NAO32 is a format that gained some fame in the dev community when ex-Ninja Theory programmer Marco Salvi shared some details on the technique over on the beyond3D forums. Used in the game Heavenly Sword, it allowed for multi-sampling to be used in conjuction with HDR on a platform (PS3) whose GPU didn't support multi-sampling of floating-point surfaces (The RSX is heavily based on Nvidia G70). In this technique, color is stored in the LogLuv format usinga standard R8G8B8A8 surface. Two components are used to store X and Y at 8-bit precision, and the other two are used to store the log of luminance at 16-bit precision. Having 16 bits for luminance allows for a wide dynamic range to be stored in this format, and storing the log of the luminance allows for linear filtering in multi-sampling or texture sampling. Since he first explained it other games have also used it, such as Naughty Dog's Uncharted. It's likely that it's been used in many other PS3 games, as well.

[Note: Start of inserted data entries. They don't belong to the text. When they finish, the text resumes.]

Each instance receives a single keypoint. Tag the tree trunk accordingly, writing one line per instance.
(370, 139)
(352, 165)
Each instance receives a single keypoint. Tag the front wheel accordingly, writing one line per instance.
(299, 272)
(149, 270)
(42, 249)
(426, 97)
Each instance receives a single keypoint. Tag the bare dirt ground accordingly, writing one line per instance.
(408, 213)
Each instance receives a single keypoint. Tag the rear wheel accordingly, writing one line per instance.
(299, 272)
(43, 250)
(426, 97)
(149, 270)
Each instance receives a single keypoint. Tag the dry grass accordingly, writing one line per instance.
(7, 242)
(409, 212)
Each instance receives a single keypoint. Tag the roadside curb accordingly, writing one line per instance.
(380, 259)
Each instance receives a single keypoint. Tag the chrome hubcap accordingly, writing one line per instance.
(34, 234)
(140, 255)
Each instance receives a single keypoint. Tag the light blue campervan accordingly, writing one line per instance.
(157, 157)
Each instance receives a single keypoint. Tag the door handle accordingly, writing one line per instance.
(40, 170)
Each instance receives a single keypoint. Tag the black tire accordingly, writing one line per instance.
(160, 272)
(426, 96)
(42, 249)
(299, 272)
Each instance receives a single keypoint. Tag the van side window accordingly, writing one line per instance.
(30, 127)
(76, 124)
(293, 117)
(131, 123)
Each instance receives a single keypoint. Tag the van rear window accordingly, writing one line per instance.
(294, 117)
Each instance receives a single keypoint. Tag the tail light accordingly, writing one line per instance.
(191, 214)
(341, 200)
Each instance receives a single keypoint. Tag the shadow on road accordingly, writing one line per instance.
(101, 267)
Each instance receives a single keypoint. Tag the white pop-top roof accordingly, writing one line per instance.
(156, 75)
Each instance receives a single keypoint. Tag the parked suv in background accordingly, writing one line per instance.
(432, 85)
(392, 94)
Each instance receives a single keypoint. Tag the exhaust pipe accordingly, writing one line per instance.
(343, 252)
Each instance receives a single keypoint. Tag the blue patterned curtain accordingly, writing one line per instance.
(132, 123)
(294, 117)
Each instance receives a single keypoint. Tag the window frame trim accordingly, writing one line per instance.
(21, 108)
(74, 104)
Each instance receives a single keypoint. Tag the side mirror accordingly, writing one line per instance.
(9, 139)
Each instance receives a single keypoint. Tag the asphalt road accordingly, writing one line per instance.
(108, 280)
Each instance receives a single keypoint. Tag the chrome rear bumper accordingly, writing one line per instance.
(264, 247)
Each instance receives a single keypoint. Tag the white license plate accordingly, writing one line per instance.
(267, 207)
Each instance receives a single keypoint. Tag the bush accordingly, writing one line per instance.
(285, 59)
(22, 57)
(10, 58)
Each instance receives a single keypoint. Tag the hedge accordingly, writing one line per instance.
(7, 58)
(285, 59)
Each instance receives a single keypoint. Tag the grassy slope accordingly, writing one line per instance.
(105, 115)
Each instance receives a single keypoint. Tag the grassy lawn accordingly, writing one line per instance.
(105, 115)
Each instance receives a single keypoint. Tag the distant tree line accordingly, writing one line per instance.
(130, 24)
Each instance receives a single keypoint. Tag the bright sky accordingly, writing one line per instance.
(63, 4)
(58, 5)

My actual shader implementation was helped along quite a bit by Christer Ericson's blog post, which described how to derive optimized shader code for encoding RGB into the LogLuv format. Using his code as a starting point, I came up with the following HLSL code for encoding and decoding:
// M matrix, for encoding
const static float3x3 M = float3x3(
0.2209, 0.3390, 0.4184,
0.1138, 0.6780, 0.7319,
0.0102, 0.1130, 0.2969);
// Inverse M matrix, for decoding
const static float3x3 InverseM = float3x3(
6.0013, -2.700, -1.7995,
-1.332, 3.1029, -5.7720,
.3007, -1.088, 5.6268);
float4 LogLuvEncode(in float3 vRGB)
{
float4 vResult;
float3 Xp_Y_XYZp = mul(vRGB, M);
Xp_Y_XYZp = max(Xp_Y_XYZp, float3(1e-6, 1e-6, 1e-6));
vResult.xy = Xp_Y_XYZp.xy / Xp_Y_XYZp.z;
float Le = 2 * log2(Xp_Y_XYZp.y) + 127;
vResult.w = frac(Le);
vResult.z = (Le - (floor(vResult.w*255.0f))/255.0f)/255.0f;
return vResult;
}
float3 LogLuvDecode(in float4 vLogLuv)
{
float Le = vLogLuv.z * 255 + vLogLuv.w;
float3 Xp_Y_XYZp;
Xp_Y_XYZp.y = exp2((Le - 127) / 2);
Xp_Y_XYZp.z = Xp_Y_XYZp.y / vLogLuv.y;
Xp_Y_XYZp.x = vLogLuv.x * Xp_Y_XYZp.z;
float3 vRGB = mul(Xp_Y_XYZp, InverseM);
return max(vRGB, 0);
}
Once I had this implemented and worked through a few small glitches, results were much improved in the 360 version. Performance was much much better, I could multi-sample again, and the results looked great. So once again things didn't exactly work out in an ideal way, but I'm pleased with the results.